12.20.2010

Baked French Toast Casserole

I am a big fan of overnight casseroles for Christmas morning breakfast. I shared our overnight Sausage Breakfast Casserole last year. That is the recipe I've made for about 4 Christmas mornings now for my family. I love that I mix it up the night before, throw it in the fridge, then pop it in the oven while we open gifts and its ready to eat when we are! I got my sausage ready for it yesterday! Recently, though, I've been experimenting with a few overnight Baked French Toast casseroles. So I thought I'd share so you have another idea option--not just for Christmas, but anytime! As with a lot of my recipes, they are pretty forgiving and can totally handle variations and such depending on what you have available or what your tastes are! I'll share a few ideas at the bottom. This recipe is kind of a bunch of mixing and matching from a couple different recipes and things we just thought we'd like better.
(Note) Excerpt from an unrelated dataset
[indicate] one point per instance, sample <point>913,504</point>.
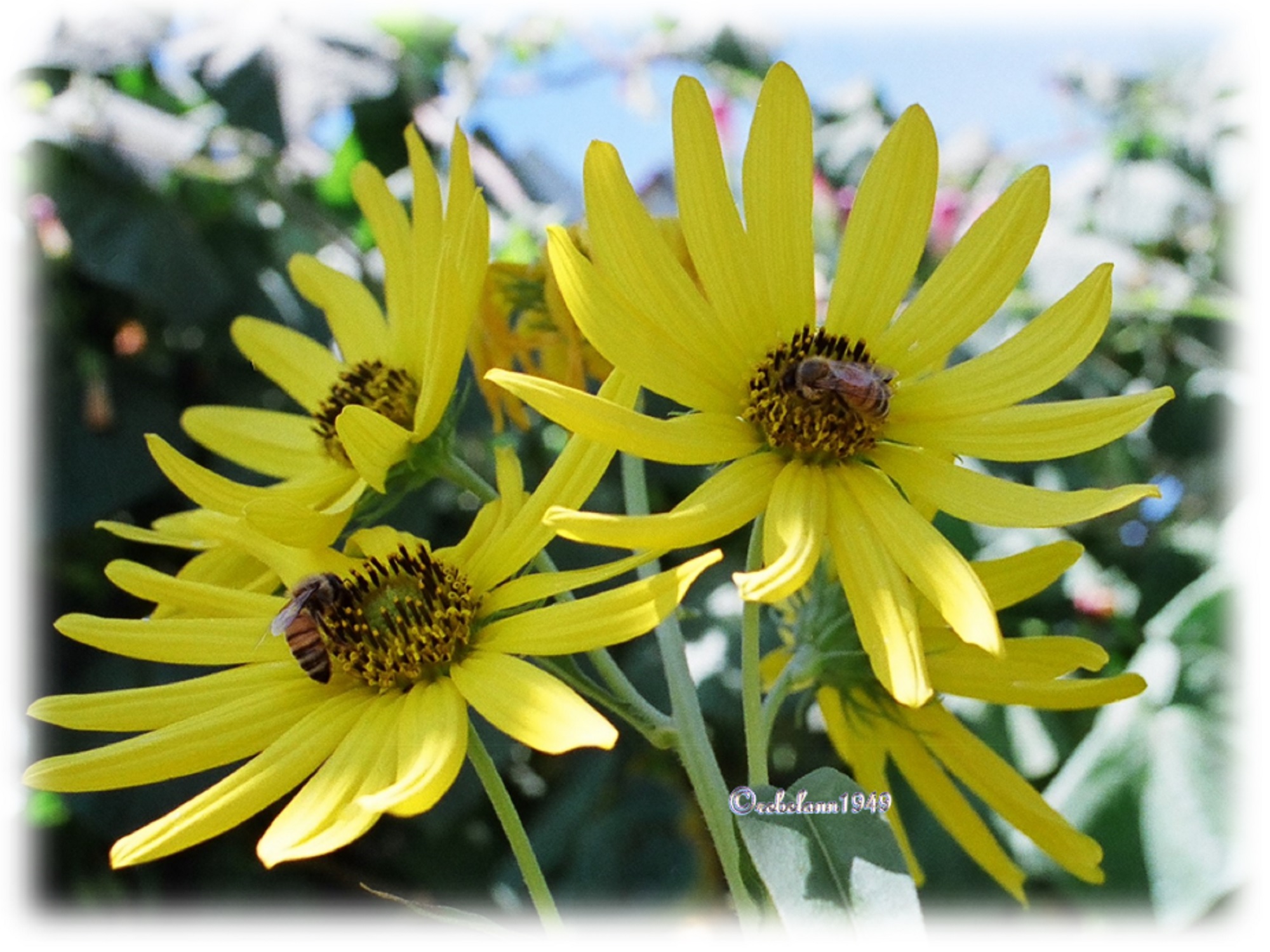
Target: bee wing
<point>289,614</point>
Baked French Toast Casserole
1 loaf crusty French Bread
8 eggs
2 cups whole milk
1/2 cup whipping cream (you could sub evaporated milk, half and half, or maybe even regular milk)
1/2 cup sugar
3 tsp vanilla

Crumble Topping: 
1/2 cup flour
1/2 cup sugar
1 tsp cinnamon
1/3 cup butter


Grease a 9x13 pan. Cut bread into large cubes and evenly distribute in the pan. Mix together eggs, milk, cream, sugar, and vanilla. Pour evenly over bread.


Stir around a bit to make sure and coat all the bread. Cover tightly and store in the fridge several hours or overnight. In a separate bowl, mix together flour, sugar, and cinnamon for topping. Cut in butter until uniform--will be coarse. Store in the fridge until needed.
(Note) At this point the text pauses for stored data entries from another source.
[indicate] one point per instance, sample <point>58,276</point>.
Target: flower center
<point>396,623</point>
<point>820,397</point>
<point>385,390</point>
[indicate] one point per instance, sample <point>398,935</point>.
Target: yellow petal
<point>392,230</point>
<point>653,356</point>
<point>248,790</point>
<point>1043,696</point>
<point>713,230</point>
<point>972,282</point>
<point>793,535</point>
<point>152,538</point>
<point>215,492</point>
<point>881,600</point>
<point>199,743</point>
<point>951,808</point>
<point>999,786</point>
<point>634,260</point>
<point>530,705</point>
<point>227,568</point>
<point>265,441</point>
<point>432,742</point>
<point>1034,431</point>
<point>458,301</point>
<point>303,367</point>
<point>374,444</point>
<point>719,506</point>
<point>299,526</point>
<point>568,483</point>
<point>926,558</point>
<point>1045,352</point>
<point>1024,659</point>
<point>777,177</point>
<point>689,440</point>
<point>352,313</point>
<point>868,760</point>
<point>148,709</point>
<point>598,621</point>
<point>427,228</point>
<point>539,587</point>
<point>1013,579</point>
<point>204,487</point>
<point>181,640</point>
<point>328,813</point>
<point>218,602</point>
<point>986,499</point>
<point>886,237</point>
When you're ready to bake the casserole, preheat the oven to 350F (180C). Remove casserole from fridge and sprinkle crumble topping over it.


Bake for 45 minutes to 1 hour (this depends if you want a softer or firmer texture). Can serve with syrup for drizzling over top, but it is plenty sweet without it, too! This recipe easily halves to make an 8x8 pan (as seen in my pictures!).

Variation Ideas (I've tried all of them!):

  • Substitute brown sugar for regular in the crumble topping.
  • Substitute maple syrup or honey (1/4 cup) for the sugar in the egg mixture. 
  • Consider leaving off the crumb topping and serving with fresh fruit and maple syrup.
  • Cube 8 oz of cream cheese and mix in with the bread cubes.